Her work has been funded by the Department of Housing and Urban Development, the National Science Foundation, the Annie E. Casey Foundation, the Spencer Foundation, the MacArthur Foundation, the Abell Foundation, the National Academy of Education, the American Educational Research Association and the Department of Education.

In March 2006, DeLuca testified in federal court on behalf of the plaintiffs in the Baltimore Thompson v. HUD housing desegregation case, using her research on housing programs as the basis for her testimony.

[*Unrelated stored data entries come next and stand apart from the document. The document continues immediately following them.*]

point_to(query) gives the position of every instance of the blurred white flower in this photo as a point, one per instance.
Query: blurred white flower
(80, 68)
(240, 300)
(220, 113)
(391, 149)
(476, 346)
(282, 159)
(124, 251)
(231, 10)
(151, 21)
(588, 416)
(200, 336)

DeLuca has presented her work as part of an exhibit at the National Museum of American History. She previously served on a MacArthur Foundation research network on the effects of housing on young children, is a fellow at The Century Foundation, and is a member of the policy advisory board at The Reinvestment Fund.

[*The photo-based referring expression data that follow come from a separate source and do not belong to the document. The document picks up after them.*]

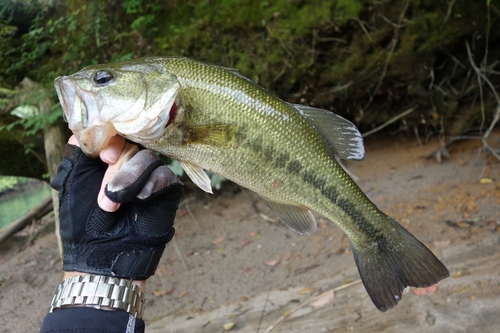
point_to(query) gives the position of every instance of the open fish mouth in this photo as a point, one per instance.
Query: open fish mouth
(81, 111)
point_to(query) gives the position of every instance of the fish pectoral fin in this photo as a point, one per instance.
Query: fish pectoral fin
(198, 176)
(342, 135)
(298, 218)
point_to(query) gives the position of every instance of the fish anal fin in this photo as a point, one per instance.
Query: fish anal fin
(298, 218)
(342, 135)
(388, 266)
(197, 175)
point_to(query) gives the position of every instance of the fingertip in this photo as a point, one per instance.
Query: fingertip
(108, 205)
(111, 153)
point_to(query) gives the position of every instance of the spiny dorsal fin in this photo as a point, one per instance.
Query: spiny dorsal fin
(298, 218)
(342, 135)
(198, 176)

Stefanie DeLuca was recently named Scholar of the Year by the National Alliance of Resident Services in Assisted and Affordable Housing.

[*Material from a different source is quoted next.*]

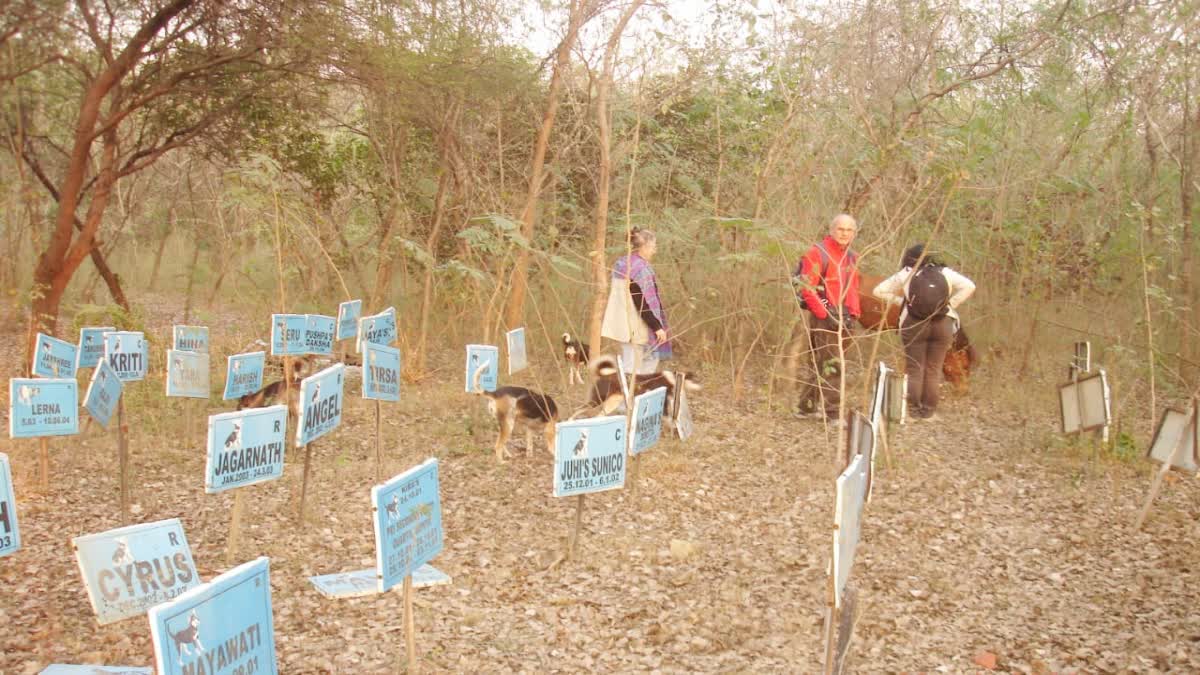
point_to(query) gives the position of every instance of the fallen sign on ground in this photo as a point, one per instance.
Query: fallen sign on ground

In the wake of the 2015 Baltimore Protests (in reaction to the Death of Freddie Gray), significant national attention was paid to work, such as DeLuca's, which studies housing policy among the systemic problems facing the City of Baltimore.

==Publications==
===Books===
- DeLuca, Stefanie and Kathryn Edin. Coming of Age in the Other America. New York: Russell Sage Foundation, 2016. ISBN 0871544652.

===Articles===
- DeLuca, Stefanie and Robert Bozick. 2005. "Better Late Than Never? Delayed Enrollment in the High School to College Transition." Social Forces 84(1): 527-550.
- Plank, Stephen, Stefanie DeLuca and Angela Estacion. 2008. "High School Dropout and the Role of Career and Technical Education: A Survival Analysis of Surviving High School." Sociology of Education 81: 345–370.
- Rosenbaum, James E., Lisa Reynolds and Stefanie DeLuca. 2002. "How Do Places Matter? The Geography of Opportunity, Self-Efficacy, and a Look Inside the Black Box of Residential Mobility." Housing Studies, 17:71-82.
- Keels, Micere, Greg J. Duncan, Stefanie DeLuca, Ruby Mendenhall, and James E. Rosenbaum. 2005. "Fifteen Years Later: Can Residential Mobility Programs Provide a Permanent Escape from Neighborhood Crime and Poverty?" Demography 42 (1): 51-73.
- Rosenbaum, James E., Stefanie DeLuca, Shazia R. Miller, and Kevin Roy. 1999. "Pathways into Work: Short and Long Term Effects of Personal and Institutional Ties."Sociology of Education, 72, 179–196.
- Mendenhall, Ruby, Stefanie DeLuca and Greg Duncan. 2006. "Neighborhood Resources and Economic Mobility: Results from the Gautreaux Program" Social Science Research 35:892-923.
- DeLuca, Stefanie and Elizabeth Dayton. 2009. "Switching Social Contexts: The Effects of Housing Mobility and School Choice Programs on Youth Outcomes." Annual Review of Sociology 35: 457–491.
- Gasper, Joseph, Stefanie DeLuca and Angela Estacion. 2012. "Switching High Schools: Reconsidering the Relationship between School Mobility and Dropout" American Educational Research Journal 49: 487–519.
- Gasper, Joseph, Stefanie DeLuca and Angela Estacion. 2010. "Coming and Going: The Effects of Residential and School Mobility on Delinquency." Social Science Research 39: 459–476.
- DeLuca, Stefanie and Peter Rosenblatt. 2010. "Does Moving To Better Neighborhoods Lead to Better Schooling Opportunities? Parental School Choice in an Experimental Housing Voucher Program." Teachers College Record 112 (5) 1441-1489.